Maybe the expected return by forwards Todd Bertuzzi (illness/groin injury) and Darren Helm (pulled back muscle) for Friday’s game against Minnesota will help generate some more offense.

A 48-game shortened season can get away from a team quickly, particularly one that faces the type of travel that the Wings do in playing mostly teams outside their time zone.

With the predictable issues on defense not likely to go away any time soon and the current failures on offense, the only thing the Wings really have going for them at this point is Howard’s performance on Tuesday night.

It just gives their goalie very little room for error.
 
THE NEWCOMER

Defenseman Kent Huskins made his Red Wings’ debut after being signed to a one-year, $750,000 contract and arriving in Detroit earlier in the day.

The move became necessary after Colaiacovo, who could be out for a while, was injured Monday against Columbus.

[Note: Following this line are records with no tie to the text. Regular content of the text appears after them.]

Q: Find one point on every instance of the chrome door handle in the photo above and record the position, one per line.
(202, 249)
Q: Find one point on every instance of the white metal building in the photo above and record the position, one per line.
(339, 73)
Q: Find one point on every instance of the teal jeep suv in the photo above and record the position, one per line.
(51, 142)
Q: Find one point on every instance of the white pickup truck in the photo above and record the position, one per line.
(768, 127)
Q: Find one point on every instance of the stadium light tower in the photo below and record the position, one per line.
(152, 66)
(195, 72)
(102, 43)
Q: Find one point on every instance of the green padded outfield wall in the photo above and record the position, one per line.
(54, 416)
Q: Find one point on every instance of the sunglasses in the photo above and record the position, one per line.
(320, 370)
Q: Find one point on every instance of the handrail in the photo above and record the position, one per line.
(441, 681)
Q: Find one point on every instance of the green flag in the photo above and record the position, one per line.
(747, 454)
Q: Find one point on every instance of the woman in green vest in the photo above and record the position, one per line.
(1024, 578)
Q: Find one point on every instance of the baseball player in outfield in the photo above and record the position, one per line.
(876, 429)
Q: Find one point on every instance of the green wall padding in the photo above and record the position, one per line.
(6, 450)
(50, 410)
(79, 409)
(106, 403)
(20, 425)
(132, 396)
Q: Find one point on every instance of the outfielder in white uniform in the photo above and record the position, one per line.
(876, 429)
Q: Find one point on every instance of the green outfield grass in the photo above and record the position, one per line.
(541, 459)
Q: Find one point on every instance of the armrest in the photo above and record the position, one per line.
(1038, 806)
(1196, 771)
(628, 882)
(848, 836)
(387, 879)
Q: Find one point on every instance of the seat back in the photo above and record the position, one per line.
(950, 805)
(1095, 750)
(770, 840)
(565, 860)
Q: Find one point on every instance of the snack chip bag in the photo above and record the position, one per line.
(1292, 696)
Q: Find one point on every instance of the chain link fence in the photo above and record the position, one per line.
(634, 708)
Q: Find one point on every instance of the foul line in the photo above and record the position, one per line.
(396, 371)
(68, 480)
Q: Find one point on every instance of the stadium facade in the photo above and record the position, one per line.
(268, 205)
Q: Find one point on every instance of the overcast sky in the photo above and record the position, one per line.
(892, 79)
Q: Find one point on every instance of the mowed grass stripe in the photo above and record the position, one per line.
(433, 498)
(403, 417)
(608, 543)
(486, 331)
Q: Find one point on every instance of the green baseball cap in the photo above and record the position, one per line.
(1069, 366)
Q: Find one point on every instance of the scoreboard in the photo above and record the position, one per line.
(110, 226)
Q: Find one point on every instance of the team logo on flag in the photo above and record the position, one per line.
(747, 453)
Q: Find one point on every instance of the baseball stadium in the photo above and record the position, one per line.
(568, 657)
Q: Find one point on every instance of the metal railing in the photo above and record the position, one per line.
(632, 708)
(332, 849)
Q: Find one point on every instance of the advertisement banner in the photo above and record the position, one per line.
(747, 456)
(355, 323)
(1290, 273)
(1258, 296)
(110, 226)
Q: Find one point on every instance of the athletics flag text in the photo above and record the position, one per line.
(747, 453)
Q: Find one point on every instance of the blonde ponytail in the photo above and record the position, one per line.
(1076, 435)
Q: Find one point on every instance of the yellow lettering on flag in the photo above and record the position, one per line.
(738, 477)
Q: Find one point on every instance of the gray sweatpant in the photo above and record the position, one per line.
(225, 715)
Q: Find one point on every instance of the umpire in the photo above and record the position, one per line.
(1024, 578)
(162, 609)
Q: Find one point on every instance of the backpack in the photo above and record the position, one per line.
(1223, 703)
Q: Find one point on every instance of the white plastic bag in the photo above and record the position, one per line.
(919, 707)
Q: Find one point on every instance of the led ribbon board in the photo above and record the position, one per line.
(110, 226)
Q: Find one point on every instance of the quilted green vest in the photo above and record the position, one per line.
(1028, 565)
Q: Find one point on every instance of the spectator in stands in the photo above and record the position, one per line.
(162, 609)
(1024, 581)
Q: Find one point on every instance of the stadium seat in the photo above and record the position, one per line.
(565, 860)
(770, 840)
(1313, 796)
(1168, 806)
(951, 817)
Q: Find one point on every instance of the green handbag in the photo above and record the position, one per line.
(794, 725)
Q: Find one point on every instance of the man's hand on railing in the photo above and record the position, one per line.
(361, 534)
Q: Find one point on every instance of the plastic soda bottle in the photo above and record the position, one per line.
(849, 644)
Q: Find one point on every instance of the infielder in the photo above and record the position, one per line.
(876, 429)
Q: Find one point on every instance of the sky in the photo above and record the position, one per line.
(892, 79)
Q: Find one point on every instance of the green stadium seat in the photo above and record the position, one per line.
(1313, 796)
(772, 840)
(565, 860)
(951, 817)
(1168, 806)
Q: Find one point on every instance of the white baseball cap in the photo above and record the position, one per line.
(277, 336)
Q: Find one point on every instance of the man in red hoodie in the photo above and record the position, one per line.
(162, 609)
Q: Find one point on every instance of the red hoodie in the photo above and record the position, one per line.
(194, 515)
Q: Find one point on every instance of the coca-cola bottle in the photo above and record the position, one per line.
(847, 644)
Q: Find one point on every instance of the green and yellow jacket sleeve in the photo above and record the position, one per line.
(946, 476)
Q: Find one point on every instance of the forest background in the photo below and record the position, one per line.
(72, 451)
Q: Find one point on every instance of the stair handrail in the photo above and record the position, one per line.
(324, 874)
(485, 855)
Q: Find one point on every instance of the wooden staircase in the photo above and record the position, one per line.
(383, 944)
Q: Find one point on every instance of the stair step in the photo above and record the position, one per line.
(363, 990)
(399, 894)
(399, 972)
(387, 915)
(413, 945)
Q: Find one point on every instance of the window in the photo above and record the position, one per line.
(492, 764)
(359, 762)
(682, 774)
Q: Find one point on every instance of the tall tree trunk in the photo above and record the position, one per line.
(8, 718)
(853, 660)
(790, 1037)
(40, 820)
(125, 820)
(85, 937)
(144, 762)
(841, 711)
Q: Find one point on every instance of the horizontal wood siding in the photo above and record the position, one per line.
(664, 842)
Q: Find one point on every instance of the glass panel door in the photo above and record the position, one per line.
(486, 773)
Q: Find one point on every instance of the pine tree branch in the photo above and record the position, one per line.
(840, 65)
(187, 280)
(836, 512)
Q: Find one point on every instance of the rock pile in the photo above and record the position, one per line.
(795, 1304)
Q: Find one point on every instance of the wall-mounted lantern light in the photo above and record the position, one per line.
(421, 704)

Huskins, a 33-year-old unrestricted free agent, played 25 games last season with St. Louis. He was a sixth-round pick by Chicago in 1999 and has played the last six years in the NHL.

He’s not flashy, but the Wings hope he’s solid. They scouted him recently during his two-game minor-league tryout with Norfolk of the American Hockey League.

Huskins got the call from his agent early Tuesday morning.

“It was a really exciting morning after the uncertainly over the last few months, not sure where I was going to wind up,” he said. “I went to the arena there in Norfolk, got my gear, said bye to the guys and packed my stuff up at the hotel, went to the airport and flew here and drove to the rink.”

Babcock said he thought Huskins did a solid job under the circumstances in his debut.

“Seems like a good kid,” Babcock said before adding, “I hardly know anything about him.”